Через порог шагнул рыцарь чрезвычайно обыденной наружности, среднего роста - на ладонь ниже меня, вовсе не великана - и средних лет, редеющие волосы вокруг полного, дружелюбного лица. Солнечный знак Хрила на кирасе казался усохшим в сравнении с объемом груди, которую доспех смог вместить с большим трудом. Плащ, переброшенный через наплечники, был белым лишь до пояса, ниже его покрывала грязь. Как и наголенники, и сапоги-сабатоны. Большой шлем быстро оказался в руках одного из телохранителей. Тот побледнел, неуклюже стараясь удержать и шлем начальника, и ружье. Едва не выронил то и другое, чего рыцарь, кажется, не заметил.
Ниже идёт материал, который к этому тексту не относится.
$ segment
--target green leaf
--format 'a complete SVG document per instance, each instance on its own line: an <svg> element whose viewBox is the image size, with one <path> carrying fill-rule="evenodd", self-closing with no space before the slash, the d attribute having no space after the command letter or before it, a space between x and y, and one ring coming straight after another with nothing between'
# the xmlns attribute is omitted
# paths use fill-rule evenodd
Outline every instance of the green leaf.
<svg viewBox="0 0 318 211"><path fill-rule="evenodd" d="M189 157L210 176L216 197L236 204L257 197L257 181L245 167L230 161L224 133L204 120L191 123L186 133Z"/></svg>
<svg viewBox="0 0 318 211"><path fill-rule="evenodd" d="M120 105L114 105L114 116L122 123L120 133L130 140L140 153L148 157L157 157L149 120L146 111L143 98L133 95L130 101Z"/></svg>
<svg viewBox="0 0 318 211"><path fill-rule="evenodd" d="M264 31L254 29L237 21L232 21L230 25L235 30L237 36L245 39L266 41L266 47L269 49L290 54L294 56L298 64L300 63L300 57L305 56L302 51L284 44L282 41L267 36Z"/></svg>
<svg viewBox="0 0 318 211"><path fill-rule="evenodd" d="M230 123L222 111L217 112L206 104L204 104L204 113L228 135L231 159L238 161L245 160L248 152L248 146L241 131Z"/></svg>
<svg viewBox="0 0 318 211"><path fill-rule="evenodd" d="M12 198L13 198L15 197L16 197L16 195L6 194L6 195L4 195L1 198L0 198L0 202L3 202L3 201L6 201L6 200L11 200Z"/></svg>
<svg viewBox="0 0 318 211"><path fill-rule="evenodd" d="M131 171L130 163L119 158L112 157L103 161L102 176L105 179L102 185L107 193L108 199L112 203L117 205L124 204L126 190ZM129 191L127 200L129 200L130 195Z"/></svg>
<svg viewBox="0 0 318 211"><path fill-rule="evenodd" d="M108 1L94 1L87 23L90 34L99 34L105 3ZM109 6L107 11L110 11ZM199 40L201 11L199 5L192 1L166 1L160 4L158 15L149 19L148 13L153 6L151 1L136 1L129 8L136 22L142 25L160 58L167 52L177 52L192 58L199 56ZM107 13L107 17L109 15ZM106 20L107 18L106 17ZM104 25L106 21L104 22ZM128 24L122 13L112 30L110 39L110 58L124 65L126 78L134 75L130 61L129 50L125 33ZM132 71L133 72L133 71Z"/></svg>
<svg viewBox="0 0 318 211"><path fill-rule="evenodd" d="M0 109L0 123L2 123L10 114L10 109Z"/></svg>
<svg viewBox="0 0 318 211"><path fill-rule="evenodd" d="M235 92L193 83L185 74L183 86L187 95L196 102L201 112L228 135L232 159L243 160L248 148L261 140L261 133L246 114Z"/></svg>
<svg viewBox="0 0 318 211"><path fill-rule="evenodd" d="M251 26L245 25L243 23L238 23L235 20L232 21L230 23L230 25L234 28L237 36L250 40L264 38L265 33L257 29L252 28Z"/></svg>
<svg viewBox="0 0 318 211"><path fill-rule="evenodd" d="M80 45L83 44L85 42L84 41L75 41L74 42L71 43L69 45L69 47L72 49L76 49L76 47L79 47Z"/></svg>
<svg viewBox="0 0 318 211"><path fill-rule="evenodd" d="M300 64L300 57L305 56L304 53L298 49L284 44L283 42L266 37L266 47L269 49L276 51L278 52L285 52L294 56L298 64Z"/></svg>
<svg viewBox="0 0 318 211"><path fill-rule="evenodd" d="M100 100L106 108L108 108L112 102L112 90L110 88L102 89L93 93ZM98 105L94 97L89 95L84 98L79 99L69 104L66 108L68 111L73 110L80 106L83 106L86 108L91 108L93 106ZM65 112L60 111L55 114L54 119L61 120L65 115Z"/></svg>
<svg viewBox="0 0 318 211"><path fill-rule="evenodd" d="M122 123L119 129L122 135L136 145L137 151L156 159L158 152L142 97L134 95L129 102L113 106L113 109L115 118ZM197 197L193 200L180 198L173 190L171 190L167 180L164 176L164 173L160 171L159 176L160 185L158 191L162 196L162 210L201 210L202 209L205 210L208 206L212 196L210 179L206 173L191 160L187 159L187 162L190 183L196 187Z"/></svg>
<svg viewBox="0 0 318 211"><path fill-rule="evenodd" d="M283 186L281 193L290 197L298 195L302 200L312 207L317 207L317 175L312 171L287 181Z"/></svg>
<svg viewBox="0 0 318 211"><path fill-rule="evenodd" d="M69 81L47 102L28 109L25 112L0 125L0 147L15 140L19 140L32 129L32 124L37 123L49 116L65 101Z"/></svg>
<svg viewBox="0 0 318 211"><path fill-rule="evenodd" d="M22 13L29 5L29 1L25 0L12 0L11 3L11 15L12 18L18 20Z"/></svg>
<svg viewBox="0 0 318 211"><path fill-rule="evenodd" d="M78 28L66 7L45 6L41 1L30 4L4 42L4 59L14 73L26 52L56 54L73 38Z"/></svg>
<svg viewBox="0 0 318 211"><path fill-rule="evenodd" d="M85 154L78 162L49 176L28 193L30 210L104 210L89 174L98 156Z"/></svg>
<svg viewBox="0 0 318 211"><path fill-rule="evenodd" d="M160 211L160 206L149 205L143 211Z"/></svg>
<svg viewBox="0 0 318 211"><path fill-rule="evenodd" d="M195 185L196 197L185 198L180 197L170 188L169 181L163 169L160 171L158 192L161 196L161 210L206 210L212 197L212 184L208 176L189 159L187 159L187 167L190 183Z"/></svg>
Его глаза были теплыми, карими, в них искрилось некое таинственное веселье. Он повел пальцем и подождал, пока третий стражник не закроет дверь.
Камера сразу показалась меньше.
- Фримен Шейд, - начал он, - я Тиркилд, Рыцарь Аэдхарр. Мне довелось стать Попечителем Приречного прихода.
- Неужели? С вашей стороны было весьма великодушно явиться самолично и приветствовать меня в городе. Уверен, вы человек занятой.
- О, поистине. - Рыцарь хихикнул. Моргнул, будто удивился, видя, где стоит. - Я пришел именно что приветствовать вас.
- И при полном Хриловом параде.
- Ну, это лишь для пущего воздействия на достойных. - Он свел руки, отстегивая рукавицы от наручей. - Никто не ожидает прочитать ваше имя в списке достойных, фримен.
Рыцарь Аэдхарр передал рукавицы стражнику. Его руки были большими и широкими. А вот пальцы выглядели короткими, толстыми, словно шпильки для крепления тележных колес. И столь же мягкими.
2
"Красавчик Жест" - роман П. Рена о похождениях трех французских солдат, братьев Жест, среди кочевников Сахары; в США по нему сняты фильмы. Само слово Jeste в старофранцузском означало рыцарский подвиг, эпическое деяние.